A Unified Framework for Debiased Machine Learning: Riesz Representer Fitting under Bregman Divergence

Notice: This research summary and analysis were automatically generated using AI technology. For absolute accuracy, please refer to the [Original Paper Viewer] below or the Original ArXiv Source.

Estimating the Riesz representer is central to debiased machine learning for causal and structural parameter estimation. We propose generalized Riesz regression, a unified framework for estimating the Riesz representer by fitting a representer model via Bregman divergence minimization. This framework includes various divergences as special cases, such as the squared distance and the Kullback–Leibler (KL) divergence, where the former recovers Riesz regression and the latter recovers tailored loss minimization. Under suitable pairs of divergence and model specifications (link functions), the dual problems of the Riesz representer fitting problem correspond to covariate balancing, which we call automatic covariate balancing. Moreover, under the same specifications, the sample average of outcomes weighted by the estimated Riesz representer satisfies Neyman orthogonality even without estimating the regression function, a property we call automatic Neyman orthogonalization. This property not only reduces the estimation error of Neyman orthogonal scores but also clarifies a key distinction between debiased machine learning and targeted maximum likelihood estimation (TMLE). Our framework can also be viewed as a generalization of density ratio fitting under Bregman divergences to Riesz representer estimation, and it applies beyond density ratio estimation. We provide convergence analyses for both reproducing kernel Hilbert space (RKHS) and neural network model classes. A Python package for generalized Riesz regression is released as genriesz and is available at https://github.com/MasaKat0/genriesz.

💡 Research Summary

The paper introduces a unified framework for estimating the Riesz representer, a key object in debiased machine learning for causal and structural parameter estimation. The authors propose “Generalized Riesz Regression” (GRR), which fits a representer model by minimizing a Bregman divergence between the model output (after an appropriate link transformation) and a target quantity derived from the functional of interest. By selecting different convex generators φ and link functions g, the framework subsumes several existing methods: squared‑error Riesz regression (SQ‑Riesz) when φ(u)=½‖u‖² and g is linear, Kullback–Leibler (KL)‑based loss (UKL‑Riesz) when φ is the KL generator and g is the log link, as well as a host of other loss–link pairs (BKL‑Riesz, BP‑Riesz, PU‑Riesz, etc.).
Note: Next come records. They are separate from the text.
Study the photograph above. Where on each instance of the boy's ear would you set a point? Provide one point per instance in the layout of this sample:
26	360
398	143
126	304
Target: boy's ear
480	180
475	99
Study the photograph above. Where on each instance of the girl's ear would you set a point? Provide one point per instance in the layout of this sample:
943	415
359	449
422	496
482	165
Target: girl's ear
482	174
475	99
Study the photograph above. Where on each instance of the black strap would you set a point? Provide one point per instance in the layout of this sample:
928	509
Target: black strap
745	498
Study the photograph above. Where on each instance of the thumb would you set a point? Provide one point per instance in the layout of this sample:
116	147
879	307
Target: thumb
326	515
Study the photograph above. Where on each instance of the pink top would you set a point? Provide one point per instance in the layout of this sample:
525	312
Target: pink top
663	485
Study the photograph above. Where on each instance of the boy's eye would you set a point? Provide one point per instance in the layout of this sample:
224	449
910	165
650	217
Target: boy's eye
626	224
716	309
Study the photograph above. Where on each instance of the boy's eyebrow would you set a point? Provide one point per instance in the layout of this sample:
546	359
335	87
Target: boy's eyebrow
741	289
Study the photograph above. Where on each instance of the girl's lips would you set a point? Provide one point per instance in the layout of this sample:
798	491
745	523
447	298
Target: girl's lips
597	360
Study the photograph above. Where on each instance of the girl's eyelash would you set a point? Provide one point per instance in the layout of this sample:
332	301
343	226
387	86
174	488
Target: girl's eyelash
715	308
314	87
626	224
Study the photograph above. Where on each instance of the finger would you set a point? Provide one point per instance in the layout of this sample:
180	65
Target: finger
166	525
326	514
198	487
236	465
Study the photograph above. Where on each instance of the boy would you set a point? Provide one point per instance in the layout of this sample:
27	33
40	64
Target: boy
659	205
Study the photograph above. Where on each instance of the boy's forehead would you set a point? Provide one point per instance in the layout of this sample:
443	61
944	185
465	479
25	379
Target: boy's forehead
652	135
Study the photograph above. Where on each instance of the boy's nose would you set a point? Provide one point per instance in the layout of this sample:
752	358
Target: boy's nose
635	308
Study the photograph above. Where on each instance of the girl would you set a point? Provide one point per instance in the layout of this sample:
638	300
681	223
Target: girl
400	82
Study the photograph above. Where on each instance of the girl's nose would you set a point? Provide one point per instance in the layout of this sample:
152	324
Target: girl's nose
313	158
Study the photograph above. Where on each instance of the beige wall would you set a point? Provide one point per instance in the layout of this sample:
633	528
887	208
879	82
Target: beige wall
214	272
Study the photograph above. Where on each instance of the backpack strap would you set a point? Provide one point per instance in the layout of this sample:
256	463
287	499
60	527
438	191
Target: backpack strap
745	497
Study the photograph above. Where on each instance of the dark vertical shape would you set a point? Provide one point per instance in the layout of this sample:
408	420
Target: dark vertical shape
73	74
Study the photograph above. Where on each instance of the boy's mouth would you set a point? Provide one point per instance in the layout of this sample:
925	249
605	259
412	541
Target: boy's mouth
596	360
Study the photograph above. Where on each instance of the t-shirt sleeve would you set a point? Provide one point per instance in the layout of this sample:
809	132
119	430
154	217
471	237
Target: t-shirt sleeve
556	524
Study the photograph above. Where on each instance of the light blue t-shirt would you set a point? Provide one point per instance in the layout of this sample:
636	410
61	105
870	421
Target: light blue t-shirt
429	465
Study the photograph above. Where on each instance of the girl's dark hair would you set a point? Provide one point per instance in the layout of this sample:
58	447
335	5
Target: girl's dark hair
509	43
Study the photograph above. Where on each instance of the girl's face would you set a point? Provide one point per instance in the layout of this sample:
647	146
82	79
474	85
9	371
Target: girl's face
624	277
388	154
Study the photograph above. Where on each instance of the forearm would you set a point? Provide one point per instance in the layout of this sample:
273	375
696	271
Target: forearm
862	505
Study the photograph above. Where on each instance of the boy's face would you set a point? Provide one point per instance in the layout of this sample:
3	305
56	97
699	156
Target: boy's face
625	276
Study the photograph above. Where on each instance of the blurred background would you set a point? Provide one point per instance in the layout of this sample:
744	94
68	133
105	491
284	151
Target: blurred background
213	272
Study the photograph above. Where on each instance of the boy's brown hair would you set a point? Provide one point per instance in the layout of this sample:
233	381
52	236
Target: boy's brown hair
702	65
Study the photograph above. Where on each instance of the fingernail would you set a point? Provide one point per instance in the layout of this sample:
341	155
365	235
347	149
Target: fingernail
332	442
A central theoretical contribution is the identification of “dual linearity” conditions under which the dual of the Bregman‑divergence minimization problem yields covariate‑balancing constraints as KKT conditions. This leads to the notion of automatic covariate balancing: the estimated Riesz representer automatically satisfies moment‑matching equations that balance the covariate distribution without any explicit balancing step.

Simultaneously, the same loss–link specifications guarantee that the sample average of outcomes weighted by the estimated representer, (\frac{1}{n}\sum_i \hat\alpha(X_i)Y_i), coincides with a Neyman‑orthogonal score. Consequently, the estimator enjoys automatic Neyman orthogonalization—first‑order bias is eliminated even when the regression function is not estimated, contrasting with traditional debiased machine learning that relies on separate regression estimation and cross‑fitting.

The authors provide non‑asymptotic convergence analyses for two major model classes. In reproducing kernel Hilbert spaces (RKHS), they show that with appropriate regularization the estimation error of the representer attains the parametric rate (O_p(n^{-1/2})). For deep neural networks, they derive rates based on Rademacher complexity and local complexity bounds, showing polynomial convergence depending on network depth, width, and activation smoothness. The regularization parameter λ is interpreted as a trade‑off controller between balancing accuracy and bias‑variance.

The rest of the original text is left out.